Depois de quatro anos de expectativa frustrada e de 16 meses de esperança, eis que surgem dois novos Brasis: o da utopia e o da realidade. Não se trata de uma descoberta, na medida em que não há nada de inusitado nesses novos tempos. O problema é que, quando se imaginava algo melhor, mais sensato e menos nocivo, ocorre a constatação de que realmente houve uma mudança, mas para pior. Muito pior. Nesse período, acirrado pela catástrofe climática do Rio Grande do Sul, o povo brasileiro experimentou perguntas alvissareiras, algumas mentirosas, e respostas nada respeitosas ou convidativas ao bom senso. No entanto, o aprendizado é próximo de zero.
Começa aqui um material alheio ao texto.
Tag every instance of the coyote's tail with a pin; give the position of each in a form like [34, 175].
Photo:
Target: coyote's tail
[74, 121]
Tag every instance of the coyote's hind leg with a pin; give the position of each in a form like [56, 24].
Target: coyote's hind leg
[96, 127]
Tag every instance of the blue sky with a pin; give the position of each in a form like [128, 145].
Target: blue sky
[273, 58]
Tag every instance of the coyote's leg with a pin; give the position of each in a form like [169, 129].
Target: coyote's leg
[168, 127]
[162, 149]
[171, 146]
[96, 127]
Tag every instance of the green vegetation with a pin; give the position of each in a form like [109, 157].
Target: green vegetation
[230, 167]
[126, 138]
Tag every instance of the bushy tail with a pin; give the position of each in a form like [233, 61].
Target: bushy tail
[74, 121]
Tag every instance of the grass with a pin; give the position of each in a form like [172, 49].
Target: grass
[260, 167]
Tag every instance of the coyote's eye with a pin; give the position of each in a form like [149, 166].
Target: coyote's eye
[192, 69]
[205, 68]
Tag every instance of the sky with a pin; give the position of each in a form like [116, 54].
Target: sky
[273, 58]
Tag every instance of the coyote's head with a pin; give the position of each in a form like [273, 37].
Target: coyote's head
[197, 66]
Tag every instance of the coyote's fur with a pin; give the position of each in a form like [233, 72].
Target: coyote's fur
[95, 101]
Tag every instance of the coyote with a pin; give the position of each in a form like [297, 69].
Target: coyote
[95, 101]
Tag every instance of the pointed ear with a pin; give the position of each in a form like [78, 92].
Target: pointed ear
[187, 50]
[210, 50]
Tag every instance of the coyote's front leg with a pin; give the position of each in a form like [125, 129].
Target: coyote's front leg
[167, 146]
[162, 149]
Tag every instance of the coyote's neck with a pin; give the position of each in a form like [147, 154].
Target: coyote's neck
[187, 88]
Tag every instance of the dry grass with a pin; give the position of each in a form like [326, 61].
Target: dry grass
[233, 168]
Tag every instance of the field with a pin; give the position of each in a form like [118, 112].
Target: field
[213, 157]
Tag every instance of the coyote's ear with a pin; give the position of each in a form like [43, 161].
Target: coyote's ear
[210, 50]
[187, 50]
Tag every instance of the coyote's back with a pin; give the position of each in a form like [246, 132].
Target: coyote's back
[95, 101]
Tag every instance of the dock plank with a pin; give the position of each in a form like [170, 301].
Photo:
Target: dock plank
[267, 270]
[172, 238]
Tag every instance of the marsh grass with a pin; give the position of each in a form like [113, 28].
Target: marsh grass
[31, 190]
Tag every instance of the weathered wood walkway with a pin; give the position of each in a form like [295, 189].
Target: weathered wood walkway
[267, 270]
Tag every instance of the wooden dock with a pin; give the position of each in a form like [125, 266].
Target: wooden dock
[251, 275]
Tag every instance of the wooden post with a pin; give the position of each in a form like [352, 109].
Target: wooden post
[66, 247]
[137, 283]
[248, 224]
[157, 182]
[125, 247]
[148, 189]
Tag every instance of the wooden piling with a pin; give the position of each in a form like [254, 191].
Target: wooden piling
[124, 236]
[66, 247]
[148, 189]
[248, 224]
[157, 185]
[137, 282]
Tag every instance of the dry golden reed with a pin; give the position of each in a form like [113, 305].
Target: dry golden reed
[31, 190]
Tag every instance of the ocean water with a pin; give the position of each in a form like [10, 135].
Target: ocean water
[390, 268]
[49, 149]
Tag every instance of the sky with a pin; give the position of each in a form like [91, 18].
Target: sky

Lembro de eleitos terem prometido um país de normalidade absoluta. Logo depois, na primeira crise mais séria, negaram apoio irrestrito a uma doença letal e, sempre com deboches, inventaram medicamentos fakes contra o vírus e, no fim, tiraram a obrigação da reta, lembrando ironicamente que não podiam agir como coveiros. Derrotados, a opção supostamente mais tranquila foi uma fracassada tentativa de golpe na democracia. O tempo passou, mas a crueldade não. Hoje, enquanto os gaúchos perdem a dignidade ou desaparecem sob escombros, as mentiras continuam sendo disparadas nas plataformas digitais.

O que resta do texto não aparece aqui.